Content-Transfer-Encoding: 7bit
Cc: linux-ext4@vger.kernel.org, Bernd Schubert <bschubert@ddn.com>
To: "Ted Ts'o" <tytso@mit.edu>
In-Reply-To: <20101022183219.GQ3127@thunk.org>
Sender: linux-ext4-owner@vger.kernel.org

On Friday, October 22, 2010, Ted Ts'o wrote:
> On Fri, Oct 22, 2010 at 07:42:49PM +0200, Bernd Schubert wrote:
> > No, it is far more difficult than that. The devices are managed by
> > pacemaker.  Which means: I/O errors come up -> Lustre complains
> > about that in its proc file. Pacemaker monitoring fails, so
> > pacemaker stops the device and starts it again.
> 
> I'm not sure what errors you're referring to, but if the errors are

There are multiple ways to let Lustre tell you that there is problem. 
Underlying filesystem related is just one of many.
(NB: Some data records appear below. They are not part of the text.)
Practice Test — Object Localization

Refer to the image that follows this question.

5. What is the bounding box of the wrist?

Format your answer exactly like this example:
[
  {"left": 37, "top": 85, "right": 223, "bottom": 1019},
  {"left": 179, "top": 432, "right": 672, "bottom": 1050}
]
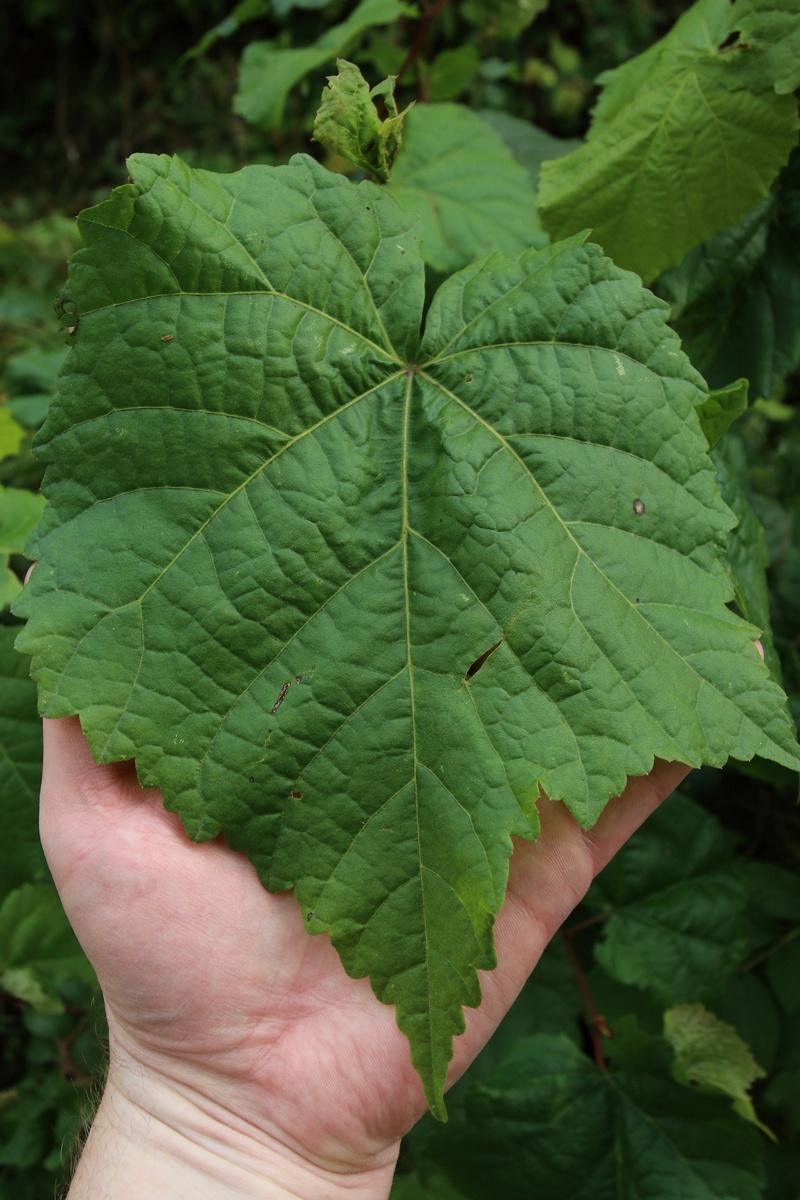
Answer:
[{"left": 67, "top": 1062, "right": 399, "bottom": 1200}]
> related to file system inconsistencies, by definition umounting and
> re-mounting isn't going to fix things, and could result in more
> damage.  For certain errors, you really do need to run e2fsck before
> remounting the device.

Yes and that is exactly why I'm asking for another mount option to not allow 
mounts when the filesystem knows better.

> 
> Can you not change pacemaker to stop the device, run e2fsck, and then
> remount the file system?

I am sure I could spend the next 4 weeks to write code that would allow to do 
that with Lustre and pacemaker. But at the same time, it seems far more easy 
to add another mount flag to ext4...

I also cannot simply set a max_failcount=1 in pacemaker, at that would 
completely be against an HA concept. There are so many ways to increase the 
failcount, for example Lustre bugs (ext4 unrelated), pacemaker bugs, human 
errors (something missing on one node, but available on another), etc. A few 
failures (ext4 unrelated) are absolutely 'normal' over a couple of month and 
there is no reason not to allow that.

I'm not asking you to implement another feature, but I'm asking if a patch to 
add a new option would be accepted. I also cannot promise to implement that 
any time soon, given that I will leave DDN end of November. But it seems to be 
option useful for everyone including my desktop. So either I do that over the 
next 4 weeks when I find a minute or during x-mas or so.

Thanks,
Bernd

-- 
Bernd Schubert
DataDirect Networks